Turquie : La jeunesse anti-Erdogan défile à Istanbul après l’arrestation du maire et dans tout le pays

«Ceux qui nous gouvernent violent nos droits », lance Ara Yildirim, un étudiant stambouliote qui espère que les jeunes Turcs ne « lâcheront rien », au quatrième jour d’une vague de contestation déclenchée par l’arrestation du maire d’Istanbul. « Nous vivrons encore en Turquie dans 20, 30 ou 40 ans, nous devons tirer ce pays vers le haut », poursuit l’étudiant en médecine de 20 ans dans une des rues animées de Yeldegirmeni, un quartier alternatif du district de Kadikoy, un des bastions de l’opposition au président Recep Tayyip Erdogan sur la rive asiatique d’Istanbul.
L’arrestation mercredi du maire de la métropole, Ekrem Imamoglu, principal opposant au chef de l’Etat, a déclenché une vague de contestation inédite en Turquie depuis le grand mouvement de Gezi de 2013, parti à l’époque de la place Taksim d’Istanbul. Des dizaines de milliers de manifestants, souvent jeunes, se sont retrouvés vendredi soir devant la municipalité d’Istanbul. Surtout, des rassemblements se sont tenus depuis mercredi dans au moins 55 des 81 provinces turques, selon un décompte de l’AFP.
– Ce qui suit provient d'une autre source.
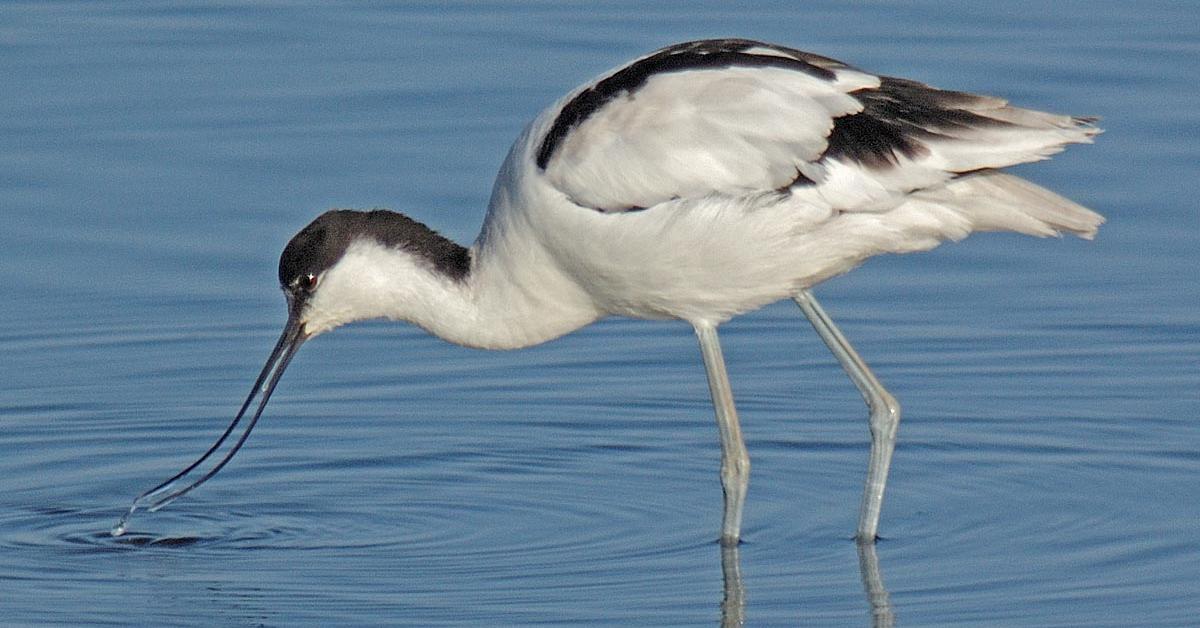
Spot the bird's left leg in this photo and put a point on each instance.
(885, 413)
(735, 460)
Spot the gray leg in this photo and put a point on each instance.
(885, 413)
(735, 460)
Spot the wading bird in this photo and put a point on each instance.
(696, 183)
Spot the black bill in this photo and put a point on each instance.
(289, 342)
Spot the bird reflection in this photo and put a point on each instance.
(873, 584)
(733, 605)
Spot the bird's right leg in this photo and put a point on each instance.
(735, 460)
(885, 413)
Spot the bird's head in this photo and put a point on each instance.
(342, 267)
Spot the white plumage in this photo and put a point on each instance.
(696, 183)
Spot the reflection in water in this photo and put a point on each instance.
(733, 606)
(873, 582)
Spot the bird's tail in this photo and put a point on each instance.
(996, 201)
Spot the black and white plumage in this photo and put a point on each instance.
(697, 183)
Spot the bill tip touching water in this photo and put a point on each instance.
(697, 183)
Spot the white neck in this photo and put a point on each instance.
(509, 299)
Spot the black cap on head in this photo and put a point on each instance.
(319, 245)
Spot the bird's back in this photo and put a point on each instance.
(711, 178)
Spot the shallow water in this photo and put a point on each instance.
(154, 160)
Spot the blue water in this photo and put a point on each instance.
(155, 157)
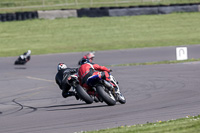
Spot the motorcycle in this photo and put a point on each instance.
(105, 91)
(23, 59)
(78, 90)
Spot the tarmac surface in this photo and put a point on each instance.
(31, 102)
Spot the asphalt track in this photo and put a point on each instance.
(31, 102)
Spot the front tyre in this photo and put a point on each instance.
(106, 96)
(83, 94)
(121, 98)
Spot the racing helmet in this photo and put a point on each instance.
(61, 66)
(85, 61)
(90, 56)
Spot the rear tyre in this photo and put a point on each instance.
(106, 96)
(121, 99)
(83, 94)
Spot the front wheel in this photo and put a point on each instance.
(106, 96)
(121, 98)
(83, 94)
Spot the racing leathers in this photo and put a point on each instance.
(61, 80)
(86, 70)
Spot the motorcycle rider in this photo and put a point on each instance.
(61, 79)
(87, 69)
(90, 56)
(22, 59)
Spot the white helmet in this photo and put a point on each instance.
(61, 66)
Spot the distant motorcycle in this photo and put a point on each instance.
(23, 59)
(105, 91)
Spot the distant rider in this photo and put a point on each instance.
(90, 56)
(61, 79)
(24, 58)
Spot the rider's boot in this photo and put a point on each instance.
(66, 93)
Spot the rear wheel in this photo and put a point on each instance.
(83, 94)
(106, 96)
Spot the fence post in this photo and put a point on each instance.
(43, 3)
(91, 2)
(76, 2)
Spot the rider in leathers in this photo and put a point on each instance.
(88, 69)
(61, 79)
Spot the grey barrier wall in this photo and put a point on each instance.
(53, 14)
(133, 11)
(101, 12)
(92, 12)
(18, 16)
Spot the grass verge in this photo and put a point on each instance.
(190, 124)
(96, 34)
(32, 5)
(156, 63)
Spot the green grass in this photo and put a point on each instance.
(156, 63)
(105, 33)
(10, 5)
(183, 125)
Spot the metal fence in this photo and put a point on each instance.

La police a procédé à 343 arrestations, a annoncé samedi le ministre de l’Intérieur, Ali Yerlikaya, énumérant les neuf villes, dont Istanbul, où elles ont eu lieu comme Izmir, Ankara la capitale, Erdrine et Canakkale dans le nord-ouest, Adana et Antalya dans le sud, témoignant de l’ampleur de la contestation. Le Parti républicain du peuple (CHP, social-démocrate), première force d’opposition à laquelle appartient Ekrem Imamoglu, a appelé à de nouveaux rassemblements samedi soir.
Un régime aux airs de « dictature »
« Si les gens ne lâchent rien, ça débouchera peut-être sur quelque chose de positif », espère Ara Yildirim, né à une époque où Recep Tayyip Erdogan était déjà Premier ministre. Son amie Inci Ercan, 19 ans, longs cheveux noirs aux reflets bleus, déplore elle aussi « le manque de libertés ». « Les figures politiques (d’opposition) finissent souvent en prison. Depuis que je suis petite, il y a des manifestations mais le gouvernement ne bouge pas. Les gens protestent, ils sont réprimés et ça s’arrête là », regrette-t-elle.
Cinquante mètres plus loin, au coin d’une rue où des concerts de casseroles ont eu lieu cette semaine en soutien au maire de la ville, Sevval estime que son pays vire à la « dictature ». « Nous voulons plus de droits, nous voulons vivre dans la liberté et la prospérité », clame cette vendeuse de 26 ans qui refuse de donner son nom de famille « de peur d’être fichée ».
La jeune femme est allée manifester jeudi devant l’hôtel de ville d’Istanbul et elle y retournera samedi soir. Elle pense que la contestation actuelle peut prendre de l’ampleur : « Nous avons davantage conscience des choses aujourd’hui et les réseaux sociaux jouent un plus grand rôle », expose-t-elle.
L’envie de quitter « ce merdier »
Koray, 25 ans, jure lui aussi qu’il ira manifester dimanche si le maire d’Istanbul, accusé de « corruption » et de « terrorisme », n’est pas relâché à l’issue de sa garde à vue samedi soir. « Je veux quitter la Turquie pour différentes raisons alors je veux aider à améliorer les choses tant que je suis ici », explique-t-il. « En tant que gay, je suis attaché à la question des libertés mais la principale raison pour laquelle les jeunes sont dehors c’est l’économie », affirme ce jeune qui peine à trouver un emploi. La Turquie traverse une grave crise économique et une inflation de plus de 35 % depuis trois ans.
De l’autre côté du trottoir, un petit square porte le nom d’Ali Ismail Korkmaz, un étudiant de 19 ans battu à mort en 2013 lors d’une manifestation du mouvement de Gezi. Assis sur un scooter, pull à capuche vert et tasse de thé à la main, Özkan, 27 ans, croit que la contestation en cours depuis mercredi peut dépasser celle de 2013, qui avait fini par s’essouffler. « Les jeunes veulent la justice, la démocratie. Ils ne veulent plus vivre dans ce merdier », lâche-t-il.